Delen via


Tapeinvoer en -uitvoer

Er zijn verschillende functies die toepassingen kunnen gebruiken om invoer en uitvoer (I/O) op een tapestation uit te voeren. Tape I/O is vergelijkbaar met I/O die op een communicatieapparaat wordt uitgevoerd.

Bij het uitvoeren van tape-I/O slaan sommige tapestations informatie over tapefirmware op in de eerste paar blokken op een tape, meestal met behulp van een deel van de eerste 100 blokken. Toepassingen mogen deze blokken niet gebruiken. Meer specifieke informatie over dit onderwerp is beschikbaar bij individuele tapesysteemfabrikanten. Over het algemeen voorkomt een toepassing die de eerste 100 blokken op een tape overslaat idiosyncrasies van tapestations.

De functies GetTapePosition en SetTapePosition de huidige tapepositie ophalen en verplaatsen. De functie WriteTapemark schrijft een opgegeven aantal ingestelde markeringen, bestandsmarkeringen, korte bestandsmarkeringen en lange bestandsmarkeringen. Met de functie GumTape worden alle of delen van een tape gewist.

De ReadFile en WriteFile functies lezen en schrijven bestandsgegevens van en naar de tape. De gegevens worden gelezen en geschreven in volledige blokken. Als de blokgrootte van de tape 512 bytes is, moeten alle lees- en schrijfbewerkingen buffers gebruiken die eenvoudige gehele getallen van die blokgrootte zijn: 512, 1024, 1536, 2048 enzovoort.
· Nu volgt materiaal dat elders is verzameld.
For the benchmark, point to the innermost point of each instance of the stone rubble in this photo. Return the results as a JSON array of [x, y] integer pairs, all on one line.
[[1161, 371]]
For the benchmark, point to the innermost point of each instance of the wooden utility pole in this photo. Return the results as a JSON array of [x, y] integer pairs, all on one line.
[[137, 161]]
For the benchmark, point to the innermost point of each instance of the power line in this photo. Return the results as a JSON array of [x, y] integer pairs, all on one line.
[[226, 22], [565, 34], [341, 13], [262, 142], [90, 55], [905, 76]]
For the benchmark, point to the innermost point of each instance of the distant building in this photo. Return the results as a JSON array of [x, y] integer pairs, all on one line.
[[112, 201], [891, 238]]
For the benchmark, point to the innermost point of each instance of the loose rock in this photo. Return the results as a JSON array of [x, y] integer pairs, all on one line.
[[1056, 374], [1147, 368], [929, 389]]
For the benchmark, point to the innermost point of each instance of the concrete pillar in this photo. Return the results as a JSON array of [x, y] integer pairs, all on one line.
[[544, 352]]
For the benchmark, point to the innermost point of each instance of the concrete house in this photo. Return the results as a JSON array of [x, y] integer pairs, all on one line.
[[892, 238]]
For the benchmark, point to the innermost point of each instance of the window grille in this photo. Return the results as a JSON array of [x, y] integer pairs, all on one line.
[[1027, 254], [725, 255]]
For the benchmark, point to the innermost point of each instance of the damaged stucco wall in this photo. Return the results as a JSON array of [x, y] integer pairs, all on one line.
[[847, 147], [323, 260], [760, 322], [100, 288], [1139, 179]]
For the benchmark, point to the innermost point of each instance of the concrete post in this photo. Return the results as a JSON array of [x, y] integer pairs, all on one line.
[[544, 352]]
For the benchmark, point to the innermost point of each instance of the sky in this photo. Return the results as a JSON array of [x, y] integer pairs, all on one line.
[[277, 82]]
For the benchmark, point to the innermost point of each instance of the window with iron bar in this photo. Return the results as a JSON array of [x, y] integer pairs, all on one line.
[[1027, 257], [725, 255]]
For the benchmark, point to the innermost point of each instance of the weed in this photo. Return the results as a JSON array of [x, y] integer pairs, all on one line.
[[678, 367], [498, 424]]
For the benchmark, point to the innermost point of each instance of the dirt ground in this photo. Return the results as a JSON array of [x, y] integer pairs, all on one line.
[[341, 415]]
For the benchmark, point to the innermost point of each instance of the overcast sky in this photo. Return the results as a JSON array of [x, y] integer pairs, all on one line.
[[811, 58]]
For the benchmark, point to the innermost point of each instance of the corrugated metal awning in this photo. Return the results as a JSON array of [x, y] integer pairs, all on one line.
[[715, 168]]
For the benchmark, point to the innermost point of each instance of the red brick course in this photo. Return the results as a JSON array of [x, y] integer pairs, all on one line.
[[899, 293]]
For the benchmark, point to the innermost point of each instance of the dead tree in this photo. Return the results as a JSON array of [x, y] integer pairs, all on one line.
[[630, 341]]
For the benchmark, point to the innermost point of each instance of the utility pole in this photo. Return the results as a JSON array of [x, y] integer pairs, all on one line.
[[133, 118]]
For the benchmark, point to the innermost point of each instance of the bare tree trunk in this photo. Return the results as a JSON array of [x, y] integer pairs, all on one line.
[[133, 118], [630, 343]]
De meeste, zo niet alle stations, staan alleen schrijfbewerkingen toe nadat de tape opnieuw is geactiveerd of nadat een leesbewerking een foutbericht over het einde van de gegevens produceert.

Als u bestandsgegevens wilt lezen of schrijven naar of van een tape in de blokmodus met variabele lengte, voert u de volgende stappen uit:

  1. Bepaal of het tapestation de blokmodus met variabele lengte ondersteunt door de functie GetTapeParameters aan te roepen en de TAPE_DRIVE_VARIABLE_BLOCK bit van de FeaturesLow lid van de geretourneerde TAPE_GET_DRIVE_PARAMETERS structuur aan te roepen.
  2. Geef de modus variabeleblokgrootte op door de functie SetTapeParameters aan te roepen, waarbij u de BlockSize- lid van de TAPE_SET_MEDIA_PARAMETERS-structuur instelt op nul. Gebruik vervolgens ReadFile of WriteFile om de bestandsgegevens te lezen of te schrijven.

Als ReadFile een bestandsmarkering tegenkomt, worden de gegevens tot aan de bestandsmarkering gelezen en mislukt de functie. (De functie GetLastError retourneert een foutcode die het type bestandsmarkering aangeeft dat is aangetroffen.) Het besturingssysteem verplaatst de tape voorbij de bestandsmarkering en een toepassing kan ReadFile opnieuw aanroepen om door te gaan met lezen.

ReadFile en WriteFile alleen de gegevensstroom lezen en schrijven. De BackupRead en BackupWrite functies lezen en schrijven alle streams die aan een bestand zijn gekoppeld. Dit zijn onder andere gegevens, uitgebreide kenmerken, beveiliging en alternatieve gegevensstromen. De beveiliging en alternatieve gegevensstromen zijn alleen relevant op de NTFS-bestandssysteempartitie.

De functie BackupSeek zoekt in eerste instantie naar een bestand dat in eerste instantie wordt geopend door BackupRead- of BackupWrite-. Met deze functie kan een toepassing informatie overslaan die toegangsfouten veroorzaakt.

Als een toepassing alleen toegang moet hebben tot de bestandsgegevens, moet deze gebruikmaken van ReadFile- en WriteFile-. Deze functies kunnen ook alternatieve gegevensstromen lezen als de streams zijn gemaakt met behulp van de functie CreateFile.

Een tapeback-uptoepassing moet gebruikmaken van BackupRead- en BackupWrite- om alle informatie over een bestand te kopiƫren. Deze functies lezen of schrijven echter geen bestandskenmerken, zoals kenmerken, de aanmaaktijd van bestanden, enzovoort. Toepassingen moeten gebruikmaken van de bestandsinvoer- en uitvoerfuncties, zoals GetFileAttributes en SetFileAttributes, om deze waarden op te halen en in te stellen.